Weil es immer noch regnete und die Straßen ganz rutschig waren, konnte er Yanzi nicht einholen. Er wies dann seine Diener an, seine Kutsche bereit zu machen und fuhr damit zu Yanzis Haus. Er sah, wie Yanzi sein Korn und seinen Reis an die Menschen ausgegeben hatte. Die an die Flutopfer ausgeliehenen Werkzeuge lagen immer noch auf dem Boden herum und Yanzi hatte seine Unterkunft verlassen.

Herzog Jing beeilte sich und holte Yanzi schließlich ein.

„Es war falsch. Sie haben sich entschlossen, mir nicht weiter beizustehen. Ich mag zwar Ihres Beistandes nicht würdig sein, denken Sie aber bitte doch auch an die Menschen. Bitte stehen Sie mir weiter bei. Ich bin bereit, Nahrungsmittel und andere Güter des Palastes an die Menschen auszugeben. Sie entscheiden, wie viel“ keuchte der Herzog.
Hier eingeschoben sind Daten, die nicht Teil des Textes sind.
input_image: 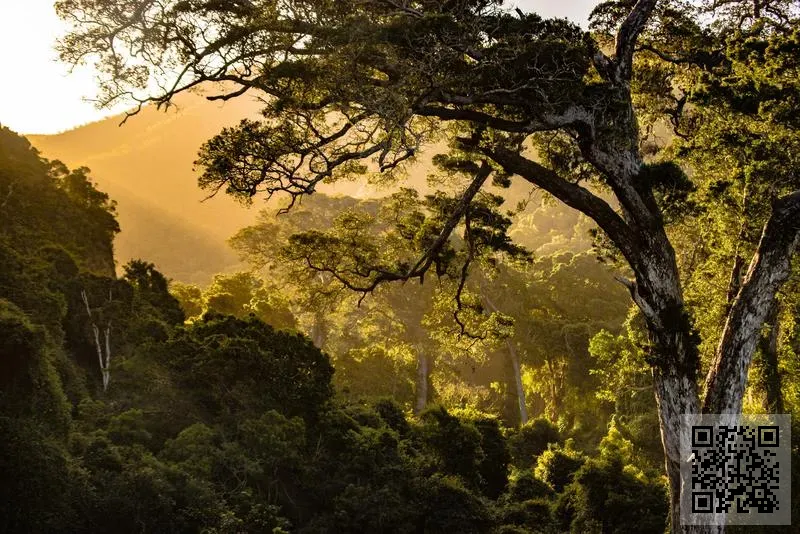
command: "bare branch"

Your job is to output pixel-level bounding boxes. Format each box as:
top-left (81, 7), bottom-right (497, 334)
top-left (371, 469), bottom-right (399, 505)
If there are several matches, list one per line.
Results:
top-left (614, 0), bottom-right (657, 85)
top-left (703, 191), bottom-right (800, 413)
top-left (481, 147), bottom-right (639, 264)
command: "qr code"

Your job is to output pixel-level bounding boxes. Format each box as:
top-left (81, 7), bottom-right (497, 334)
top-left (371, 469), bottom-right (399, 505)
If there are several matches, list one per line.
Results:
top-left (681, 414), bottom-right (791, 525)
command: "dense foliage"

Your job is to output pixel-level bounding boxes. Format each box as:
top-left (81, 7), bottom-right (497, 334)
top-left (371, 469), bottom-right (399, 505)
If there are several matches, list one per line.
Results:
top-left (0, 127), bottom-right (667, 533)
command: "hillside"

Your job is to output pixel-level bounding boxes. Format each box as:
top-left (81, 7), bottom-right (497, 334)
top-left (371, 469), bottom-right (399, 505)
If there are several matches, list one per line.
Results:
top-left (29, 96), bottom-right (257, 283)
top-left (29, 95), bottom-right (588, 284)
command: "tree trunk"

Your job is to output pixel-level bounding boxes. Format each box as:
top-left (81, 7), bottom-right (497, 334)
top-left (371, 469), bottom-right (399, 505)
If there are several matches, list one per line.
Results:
top-left (414, 348), bottom-right (430, 414)
top-left (754, 301), bottom-right (783, 413)
top-left (703, 191), bottom-right (800, 413)
top-left (506, 339), bottom-right (528, 426)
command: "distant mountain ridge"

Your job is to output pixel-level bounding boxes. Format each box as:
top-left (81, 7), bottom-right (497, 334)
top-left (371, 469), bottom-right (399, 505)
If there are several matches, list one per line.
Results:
top-left (27, 94), bottom-right (588, 285)
top-left (28, 95), bottom-right (258, 283)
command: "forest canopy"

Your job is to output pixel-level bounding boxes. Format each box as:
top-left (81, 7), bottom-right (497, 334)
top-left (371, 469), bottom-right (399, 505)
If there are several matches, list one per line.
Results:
top-left (0, 0), bottom-right (800, 532)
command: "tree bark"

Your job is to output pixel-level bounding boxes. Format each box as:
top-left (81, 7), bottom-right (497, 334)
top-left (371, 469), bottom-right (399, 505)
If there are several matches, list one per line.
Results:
top-left (754, 301), bottom-right (783, 413)
top-left (414, 348), bottom-right (430, 414)
top-left (506, 339), bottom-right (528, 426)
top-left (703, 191), bottom-right (800, 413)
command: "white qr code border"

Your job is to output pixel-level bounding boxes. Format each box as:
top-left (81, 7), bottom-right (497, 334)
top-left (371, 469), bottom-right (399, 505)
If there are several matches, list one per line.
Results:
top-left (680, 414), bottom-right (792, 525)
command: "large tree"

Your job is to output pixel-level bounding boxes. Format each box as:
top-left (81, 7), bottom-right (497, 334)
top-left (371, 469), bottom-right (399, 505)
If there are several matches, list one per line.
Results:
top-left (57, 0), bottom-right (800, 531)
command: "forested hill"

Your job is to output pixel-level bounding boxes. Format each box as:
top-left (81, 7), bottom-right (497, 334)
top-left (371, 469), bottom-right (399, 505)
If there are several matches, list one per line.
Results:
top-left (30, 95), bottom-right (257, 283)
top-left (0, 129), bottom-right (666, 534)
top-left (29, 95), bottom-right (590, 284)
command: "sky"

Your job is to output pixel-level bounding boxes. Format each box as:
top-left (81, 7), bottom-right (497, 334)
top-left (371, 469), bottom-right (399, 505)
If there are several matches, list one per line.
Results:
top-left (0, 0), bottom-right (596, 134)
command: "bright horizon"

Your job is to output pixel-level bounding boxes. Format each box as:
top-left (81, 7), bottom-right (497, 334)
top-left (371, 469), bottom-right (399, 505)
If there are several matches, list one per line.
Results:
top-left (0, 0), bottom-right (596, 135)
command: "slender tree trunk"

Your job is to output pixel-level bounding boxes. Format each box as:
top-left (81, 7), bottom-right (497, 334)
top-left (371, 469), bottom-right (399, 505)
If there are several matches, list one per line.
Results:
top-left (414, 348), bottom-right (430, 414)
top-left (506, 339), bottom-right (528, 426)
top-left (754, 301), bottom-right (783, 413)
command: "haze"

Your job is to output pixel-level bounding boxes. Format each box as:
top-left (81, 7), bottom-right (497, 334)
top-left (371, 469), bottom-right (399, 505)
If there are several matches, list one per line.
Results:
top-left (0, 0), bottom-right (597, 134)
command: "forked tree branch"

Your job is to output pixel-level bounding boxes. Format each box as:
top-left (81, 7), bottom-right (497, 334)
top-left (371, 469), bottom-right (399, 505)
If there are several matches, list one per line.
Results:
top-left (614, 0), bottom-right (657, 85)
top-left (703, 190), bottom-right (800, 413)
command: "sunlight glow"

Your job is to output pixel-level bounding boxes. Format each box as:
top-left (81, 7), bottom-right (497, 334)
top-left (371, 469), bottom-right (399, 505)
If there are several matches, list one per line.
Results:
top-left (0, 0), bottom-right (596, 134)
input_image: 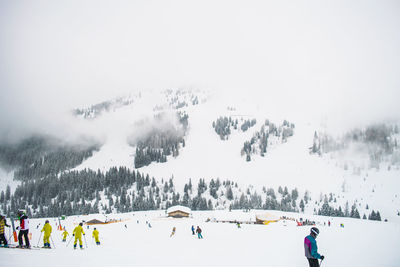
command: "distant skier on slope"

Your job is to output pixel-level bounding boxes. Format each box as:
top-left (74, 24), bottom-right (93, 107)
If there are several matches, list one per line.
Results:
top-left (17, 210), bottom-right (31, 248)
top-left (41, 220), bottom-right (53, 248)
top-left (62, 227), bottom-right (69, 242)
top-left (72, 223), bottom-right (85, 249)
top-left (304, 227), bottom-right (325, 267)
top-left (0, 215), bottom-right (10, 247)
top-left (196, 226), bottom-right (203, 239)
top-left (92, 228), bottom-right (100, 245)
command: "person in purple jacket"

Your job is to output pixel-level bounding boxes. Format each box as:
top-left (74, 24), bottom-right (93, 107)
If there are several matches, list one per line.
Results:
top-left (304, 227), bottom-right (325, 267)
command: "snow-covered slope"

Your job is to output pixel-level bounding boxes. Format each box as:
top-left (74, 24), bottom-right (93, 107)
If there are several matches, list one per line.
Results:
top-left (65, 90), bottom-right (400, 220)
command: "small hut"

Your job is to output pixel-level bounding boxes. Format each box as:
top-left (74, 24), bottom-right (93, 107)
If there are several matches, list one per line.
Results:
top-left (167, 206), bottom-right (191, 218)
top-left (86, 219), bottom-right (104, 225)
top-left (256, 213), bottom-right (279, 225)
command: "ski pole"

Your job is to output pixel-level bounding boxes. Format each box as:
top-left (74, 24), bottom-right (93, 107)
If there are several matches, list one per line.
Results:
top-left (50, 236), bottom-right (56, 248)
top-left (36, 232), bottom-right (42, 247)
top-left (66, 236), bottom-right (74, 247)
top-left (83, 235), bottom-right (87, 248)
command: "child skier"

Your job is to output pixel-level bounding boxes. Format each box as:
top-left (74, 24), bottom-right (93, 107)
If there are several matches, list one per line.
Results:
top-left (17, 210), bottom-right (31, 248)
top-left (169, 226), bottom-right (176, 237)
top-left (196, 226), bottom-right (203, 239)
top-left (0, 215), bottom-right (10, 247)
top-left (41, 220), bottom-right (53, 248)
top-left (304, 227), bottom-right (325, 267)
top-left (72, 223), bottom-right (85, 249)
top-left (92, 228), bottom-right (100, 245)
top-left (62, 227), bottom-right (69, 242)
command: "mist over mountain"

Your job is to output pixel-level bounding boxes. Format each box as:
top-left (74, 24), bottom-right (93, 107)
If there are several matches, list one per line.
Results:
top-left (0, 0), bottom-right (400, 229)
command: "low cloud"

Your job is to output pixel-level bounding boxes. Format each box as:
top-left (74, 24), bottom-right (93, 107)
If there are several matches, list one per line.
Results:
top-left (0, 0), bottom-right (400, 142)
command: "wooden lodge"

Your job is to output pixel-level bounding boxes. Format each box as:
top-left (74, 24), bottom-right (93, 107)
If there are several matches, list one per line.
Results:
top-left (167, 206), bottom-right (191, 218)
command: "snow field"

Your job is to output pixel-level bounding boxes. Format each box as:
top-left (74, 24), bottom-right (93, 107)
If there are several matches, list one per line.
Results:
top-left (0, 211), bottom-right (400, 267)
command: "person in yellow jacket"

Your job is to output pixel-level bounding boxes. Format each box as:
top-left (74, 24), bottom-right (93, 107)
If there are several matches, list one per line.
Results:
top-left (72, 223), bottom-right (85, 249)
top-left (42, 220), bottom-right (52, 248)
top-left (92, 228), bottom-right (100, 245)
top-left (62, 227), bottom-right (69, 242)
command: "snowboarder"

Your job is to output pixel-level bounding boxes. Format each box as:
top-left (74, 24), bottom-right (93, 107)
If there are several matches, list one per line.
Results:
top-left (304, 227), bottom-right (325, 267)
top-left (169, 226), bottom-right (176, 237)
top-left (92, 228), bottom-right (100, 245)
top-left (17, 210), bottom-right (31, 248)
top-left (72, 223), bottom-right (85, 249)
top-left (196, 226), bottom-right (203, 239)
top-left (0, 215), bottom-right (10, 247)
top-left (41, 220), bottom-right (53, 248)
top-left (62, 227), bottom-right (69, 242)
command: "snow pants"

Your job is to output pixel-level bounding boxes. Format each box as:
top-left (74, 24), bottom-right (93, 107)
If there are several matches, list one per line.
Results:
top-left (307, 258), bottom-right (319, 267)
top-left (0, 233), bottom-right (7, 246)
top-left (74, 236), bottom-right (82, 247)
top-left (18, 229), bottom-right (31, 247)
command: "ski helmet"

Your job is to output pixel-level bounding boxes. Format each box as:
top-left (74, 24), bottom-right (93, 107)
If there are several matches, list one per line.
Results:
top-left (311, 227), bottom-right (319, 236)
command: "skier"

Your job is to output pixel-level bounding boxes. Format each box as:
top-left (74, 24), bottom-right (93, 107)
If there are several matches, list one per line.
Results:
top-left (169, 226), bottom-right (176, 237)
top-left (196, 226), bottom-right (203, 239)
top-left (92, 228), bottom-right (100, 245)
top-left (304, 227), bottom-right (325, 267)
top-left (0, 215), bottom-right (10, 247)
top-left (62, 227), bottom-right (69, 242)
top-left (41, 220), bottom-right (53, 248)
top-left (17, 210), bottom-right (31, 248)
top-left (72, 223), bottom-right (85, 249)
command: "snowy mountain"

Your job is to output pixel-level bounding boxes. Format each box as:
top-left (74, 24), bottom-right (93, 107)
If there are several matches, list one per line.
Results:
top-left (0, 89), bottom-right (400, 224)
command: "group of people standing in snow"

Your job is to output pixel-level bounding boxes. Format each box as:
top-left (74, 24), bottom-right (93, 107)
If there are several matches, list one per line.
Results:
top-left (0, 210), bottom-right (100, 249)
top-left (170, 225), bottom-right (203, 239)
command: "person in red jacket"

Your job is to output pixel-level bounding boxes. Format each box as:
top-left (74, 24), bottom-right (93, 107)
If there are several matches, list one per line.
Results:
top-left (196, 226), bottom-right (203, 239)
top-left (17, 210), bottom-right (31, 248)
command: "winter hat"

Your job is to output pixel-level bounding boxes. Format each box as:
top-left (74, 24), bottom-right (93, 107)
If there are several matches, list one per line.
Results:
top-left (311, 227), bottom-right (319, 236)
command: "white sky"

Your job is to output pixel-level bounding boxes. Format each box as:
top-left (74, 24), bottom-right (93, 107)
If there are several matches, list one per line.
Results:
top-left (0, 0), bottom-right (400, 141)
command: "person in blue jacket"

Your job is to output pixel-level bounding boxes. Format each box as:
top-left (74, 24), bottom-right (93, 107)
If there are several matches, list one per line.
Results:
top-left (304, 227), bottom-right (325, 267)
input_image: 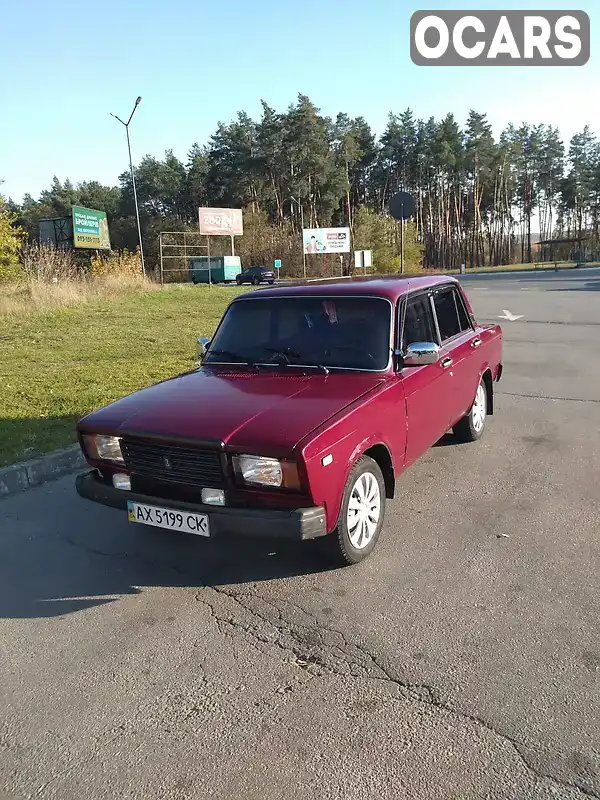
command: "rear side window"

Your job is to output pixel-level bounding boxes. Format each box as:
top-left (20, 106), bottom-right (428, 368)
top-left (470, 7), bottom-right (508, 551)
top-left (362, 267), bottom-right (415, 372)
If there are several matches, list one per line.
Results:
top-left (400, 294), bottom-right (437, 352)
top-left (433, 287), bottom-right (471, 342)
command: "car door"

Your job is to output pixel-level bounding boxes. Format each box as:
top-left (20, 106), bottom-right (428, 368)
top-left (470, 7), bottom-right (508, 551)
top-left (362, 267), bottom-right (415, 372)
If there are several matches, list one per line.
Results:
top-left (398, 291), bottom-right (452, 466)
top-left (432, 285), bottom-right (481, 427)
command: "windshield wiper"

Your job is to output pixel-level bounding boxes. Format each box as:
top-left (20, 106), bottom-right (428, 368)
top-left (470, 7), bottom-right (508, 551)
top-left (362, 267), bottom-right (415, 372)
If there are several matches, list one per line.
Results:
top-left (206, 350), bottom-right (256, 367)
top-left (265, 347), bottom-right (302, 364)
top-left (265, 347), bottom-right (329, 375)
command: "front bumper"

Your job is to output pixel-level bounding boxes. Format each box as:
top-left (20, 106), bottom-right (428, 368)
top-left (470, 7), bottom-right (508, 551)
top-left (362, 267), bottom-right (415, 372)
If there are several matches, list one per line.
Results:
top-left (75, 469), bottom-right (327, 541)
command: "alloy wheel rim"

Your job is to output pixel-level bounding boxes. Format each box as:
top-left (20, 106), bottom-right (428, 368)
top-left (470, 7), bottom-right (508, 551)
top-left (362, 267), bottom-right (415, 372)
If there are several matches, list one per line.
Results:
top-left (346, 472), bottom-right (381, 550)
top-left (471, 383), bottom-right (486, 433)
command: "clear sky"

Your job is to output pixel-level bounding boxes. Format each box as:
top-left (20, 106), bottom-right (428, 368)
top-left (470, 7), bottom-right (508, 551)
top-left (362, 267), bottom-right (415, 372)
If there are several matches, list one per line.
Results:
top-left (0, 0), bottom-right (600, 200)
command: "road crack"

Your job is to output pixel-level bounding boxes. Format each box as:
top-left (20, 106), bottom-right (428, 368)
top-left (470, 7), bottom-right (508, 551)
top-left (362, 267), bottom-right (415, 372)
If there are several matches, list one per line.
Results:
top-left (196, 585), bottom-right (600, 800)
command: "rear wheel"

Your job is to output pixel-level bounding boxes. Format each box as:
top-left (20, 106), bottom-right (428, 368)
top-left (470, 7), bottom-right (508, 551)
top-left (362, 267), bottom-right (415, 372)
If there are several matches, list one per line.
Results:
top-left (452, 378), bottom-right (487, 442)
top-left (323, 456), bottom-right (385, 566)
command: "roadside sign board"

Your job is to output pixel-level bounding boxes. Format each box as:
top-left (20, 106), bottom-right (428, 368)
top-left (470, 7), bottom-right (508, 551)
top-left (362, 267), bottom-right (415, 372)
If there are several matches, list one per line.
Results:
top-left (354, 250), bottom-right (373, 270)
top-left (198, 208), bottom-right (244, 236)
top-left (302, 228), bottom-right (350, 255)
top-left (72, 206), bottom-right (110, 250)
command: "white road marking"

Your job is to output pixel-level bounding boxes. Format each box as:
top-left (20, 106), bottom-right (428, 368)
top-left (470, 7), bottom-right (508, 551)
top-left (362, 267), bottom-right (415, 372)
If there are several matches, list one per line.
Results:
top-left (498, 308), bottom-right (523, 322)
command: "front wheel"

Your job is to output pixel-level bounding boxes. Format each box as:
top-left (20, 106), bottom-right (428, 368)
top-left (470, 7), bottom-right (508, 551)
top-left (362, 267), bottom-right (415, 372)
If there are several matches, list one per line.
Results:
top-left (452, 378), bottom-right (487, 442)
top-left (323, 456), bottom-right (385, 566)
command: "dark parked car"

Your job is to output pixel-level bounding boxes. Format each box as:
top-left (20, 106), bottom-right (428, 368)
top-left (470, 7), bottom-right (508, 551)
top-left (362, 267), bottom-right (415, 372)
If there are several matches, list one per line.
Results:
top-left (235, 267), bottom-right (275, 286)
top-left (77, 276), bottom-right (502, 564)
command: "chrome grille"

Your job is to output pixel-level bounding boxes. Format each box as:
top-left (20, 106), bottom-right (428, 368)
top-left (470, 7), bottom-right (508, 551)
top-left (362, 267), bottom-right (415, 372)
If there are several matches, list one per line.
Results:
top-left (121, 439), bottom-right (224, 489)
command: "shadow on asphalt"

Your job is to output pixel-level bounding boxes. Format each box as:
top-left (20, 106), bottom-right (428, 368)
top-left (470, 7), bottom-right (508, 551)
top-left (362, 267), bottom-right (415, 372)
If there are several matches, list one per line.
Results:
top-left (0, 482), bottom-right (332, 619)
top-left (0, 434), bottom-right (474, 619)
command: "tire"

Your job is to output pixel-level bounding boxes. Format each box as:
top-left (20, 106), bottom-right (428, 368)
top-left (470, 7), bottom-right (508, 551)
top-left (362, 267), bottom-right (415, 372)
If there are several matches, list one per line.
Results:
top-left (452, 378), bottom-right (488, 442)
top-left (323, 456), bottom-right (385, 567)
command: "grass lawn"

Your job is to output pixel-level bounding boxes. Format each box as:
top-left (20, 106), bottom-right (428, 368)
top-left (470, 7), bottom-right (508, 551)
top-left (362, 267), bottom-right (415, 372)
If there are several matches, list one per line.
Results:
top-left (0, 285), bottom-right (248, 466)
Nach der Rückkehr in seine Position, schickte Yanzi sofort Beamte los, die vertriebenen Menschen aufzusuchen, um Nahrungsmittel an sie zu verteilen. Herzog Jing ermahnte seine Minister, bei der Lösung der Katastrophe zu helfen. Er reduzierte die Anzahl der Gänge, die er zu sich nahm und hörte auf, Alkohol zu trinken. Er ordnete an, dass seine Pferde nicht mehr mit Hirse und seine Hunde nicht mehr mit Fleischbrei gefüttert werden. Er reduzierte auch die Geschenke an seine Lieblingsfrauen und Konkubinen.

Schließlich versiegte der Regen. Der ganze Staat Qi, vom Monarchen bis zu seinen Ministern und Bürgern, arbeitete zusammen, um diese Katastrophe zu überwinden.

Die Doktrin der Mittel von Konfuzius bekundet: „Wissen, Wohlwollen und Mut sind die universell bindenden Tugenden.“ Außer Weisheit und Güte jedoch benötigt eine Person auch Mut, wie dies von Yanzi demonstriert wurde.